We shared a chuckle at our old joke. It made me feel much better just knowing I had him in my life.
Finally he said, "I can't believe I'm going to say this, but I think you need to contact Nacho."
"What? You told me Nacho is dangerous. That he's bad news. And to stay away from him."
"All that is true, and on top of that every time that man gets near you I get a bad feeling."
"Would that bad feeling be jealousy by any chance?" I teased.
"Yes. But desperate times, and all." He sighed. "Look, here's the deal. I talked to Nacho after you called about Lujàn nosing around and then pulling some stunt at Conception Bay, and asked him if he could find you a bodyguard. I have a sneaky feeling he decided to take care of the problem himself."
"You talked to him?"
"I felt you needed someone in your corner, even if it is a rival for your affections."
"Oh, come on, Jenks. You have nothing to fear in that department. He holds zero appeal for me," I prevaricated. I do not lie outright, I fib and prevaricate. It sounds so much better.
"I'm not sure that works both ways. I've seen how he looks at you. However, right now I think it's more important to have friends in low places on your side."

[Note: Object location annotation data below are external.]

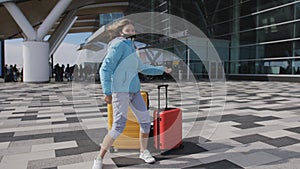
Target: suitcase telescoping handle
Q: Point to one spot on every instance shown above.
(166, 87)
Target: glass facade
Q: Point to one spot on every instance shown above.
(264, 34)
(107, 18)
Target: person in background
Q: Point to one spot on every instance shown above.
(121, 86)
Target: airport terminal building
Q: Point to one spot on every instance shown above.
(255, 39)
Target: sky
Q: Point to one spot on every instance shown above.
(66, 54)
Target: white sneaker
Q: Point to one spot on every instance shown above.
(97, 163)
(147, 157)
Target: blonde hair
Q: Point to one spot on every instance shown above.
(115, 28)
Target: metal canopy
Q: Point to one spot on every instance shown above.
(37, 10)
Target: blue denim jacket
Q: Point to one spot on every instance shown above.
(120, 67)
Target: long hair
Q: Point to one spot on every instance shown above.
(115, 28)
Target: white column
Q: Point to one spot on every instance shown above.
(35, 61)
(21, 20)
(55, 13)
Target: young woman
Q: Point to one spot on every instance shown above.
(121, 85)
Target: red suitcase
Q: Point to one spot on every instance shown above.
(167, 126)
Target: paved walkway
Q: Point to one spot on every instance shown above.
(60, 126)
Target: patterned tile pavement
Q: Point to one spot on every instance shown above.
(60, 126)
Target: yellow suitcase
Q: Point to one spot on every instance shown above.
(129, 139)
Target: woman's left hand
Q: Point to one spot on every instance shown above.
(168, 70)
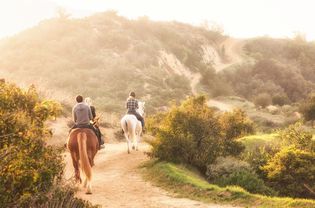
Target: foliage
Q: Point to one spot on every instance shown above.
(291, 171)
(224, 166)
(193, 133)
(280, 99)
(29, 168)
(262, 100)
(297, 136)
(187, 183)
(308, 108)
(231, 171)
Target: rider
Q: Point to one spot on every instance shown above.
(132, 106)
(82, 115)
(88, 101)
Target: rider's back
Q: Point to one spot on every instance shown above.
(81, 114)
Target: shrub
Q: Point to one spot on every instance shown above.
(193, 133)
(259, 157)
(296, 135)
(231, 171)
(280, 100)
(224, 166)
(262, 100)
(291, 172)
(30, 170)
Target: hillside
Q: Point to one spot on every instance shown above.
(105, 56)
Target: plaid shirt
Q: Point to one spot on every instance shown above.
(132, 105)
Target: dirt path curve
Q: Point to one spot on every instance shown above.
(117, 182)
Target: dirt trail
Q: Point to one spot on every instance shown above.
(117, 182)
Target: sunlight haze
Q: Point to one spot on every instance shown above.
(242, 18)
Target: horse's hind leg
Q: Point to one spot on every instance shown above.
(75, 163)
(128, 142)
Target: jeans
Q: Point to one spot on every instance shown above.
(139, 117)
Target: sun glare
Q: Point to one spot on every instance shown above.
(242, 18)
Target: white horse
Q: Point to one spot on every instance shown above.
(132, 127)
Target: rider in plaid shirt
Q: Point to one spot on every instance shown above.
(132, 106)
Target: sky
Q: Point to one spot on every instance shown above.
(238, 18)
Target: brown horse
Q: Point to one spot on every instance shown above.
(83, 146)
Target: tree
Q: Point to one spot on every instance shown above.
(31, 171)
(193, 133)
(291, 172)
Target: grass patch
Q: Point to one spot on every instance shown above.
(187, 183)
(253, 141)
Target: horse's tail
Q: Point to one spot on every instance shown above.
(85, 163)
(126, 124)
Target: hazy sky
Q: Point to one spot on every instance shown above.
(239, 18)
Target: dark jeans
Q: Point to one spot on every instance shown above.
(139, 117)
(96, 130)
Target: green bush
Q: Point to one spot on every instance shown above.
(296, 135)
(247, 180)
(30, 169)
(231, 171)
(262, 100)
(292, 172)
(193, 133)
(225, 166)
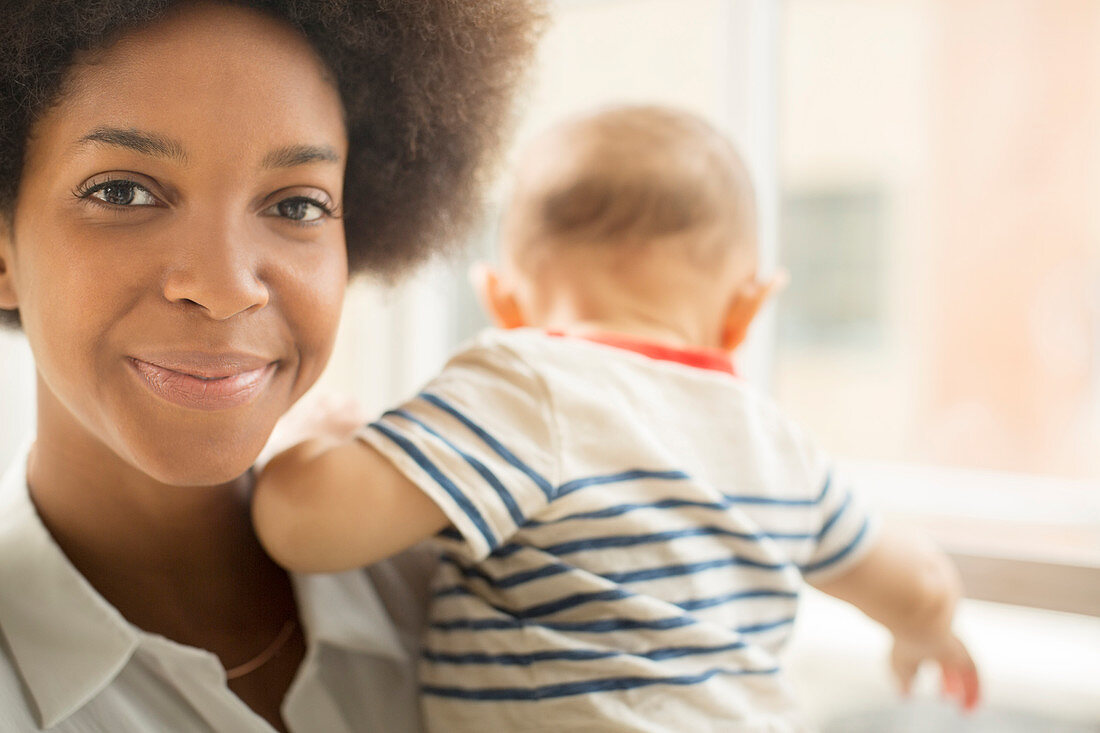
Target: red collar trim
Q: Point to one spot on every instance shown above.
(700, 358)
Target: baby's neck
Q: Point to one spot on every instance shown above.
(647, 329)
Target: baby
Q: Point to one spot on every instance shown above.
(626, 524)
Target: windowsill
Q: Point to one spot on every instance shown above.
(1018, 539)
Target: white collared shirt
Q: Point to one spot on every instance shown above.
(70, 663)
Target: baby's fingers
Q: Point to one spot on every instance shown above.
(960, 677)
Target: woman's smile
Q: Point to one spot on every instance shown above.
(199, 381)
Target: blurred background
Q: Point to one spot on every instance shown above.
(928, 171)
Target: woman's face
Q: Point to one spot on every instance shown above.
(173, 256)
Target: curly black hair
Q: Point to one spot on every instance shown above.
(426, 86)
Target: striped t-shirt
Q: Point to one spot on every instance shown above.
(630, 532)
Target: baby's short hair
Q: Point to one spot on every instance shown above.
(633, 175)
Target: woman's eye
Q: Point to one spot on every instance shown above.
(122, 193)
(298, 209)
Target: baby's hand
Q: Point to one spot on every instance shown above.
(957, 669)
(328, 416)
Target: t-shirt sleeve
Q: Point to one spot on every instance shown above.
(839, 525)
(480, 441)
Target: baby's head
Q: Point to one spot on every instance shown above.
(635, 219)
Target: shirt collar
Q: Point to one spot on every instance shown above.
(68, 643)
(700, 358)
(65, 639)
(343, 611)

"Funny, I just asked Topaz Sawyer, our sheriff's deputy buddy in Bisbee, if she had some of those people around so we could deal with that sleazebag I shot in the nuts that's trying to sue me."
"Hetta, does it seem at all strange to you that we're having a conversation that most people would not experience in a lifetime, unless while brainstorming a Hollywood screenplay?"
"Jeez, Jenks, a little murder, mayhem and gu
nplay put a little spark in a romance, doncha think."
"Just make sure whose romance."
I changed the subject and told him Topaz was on her way to Santa Rosalia, so Jenks was somewhat mollified. Maybe he viewed her as a chaperone? He still urged me to contact Nacho, pronto.
I removed the mystery man's card from where I had taped it underneath a drawer. Which, according to Jenks, is the first place someone would look. I thought it was safer than burning or eating it, what with my lousy memory for numbers. Conversations I remember for decades, but numbers? Not so much.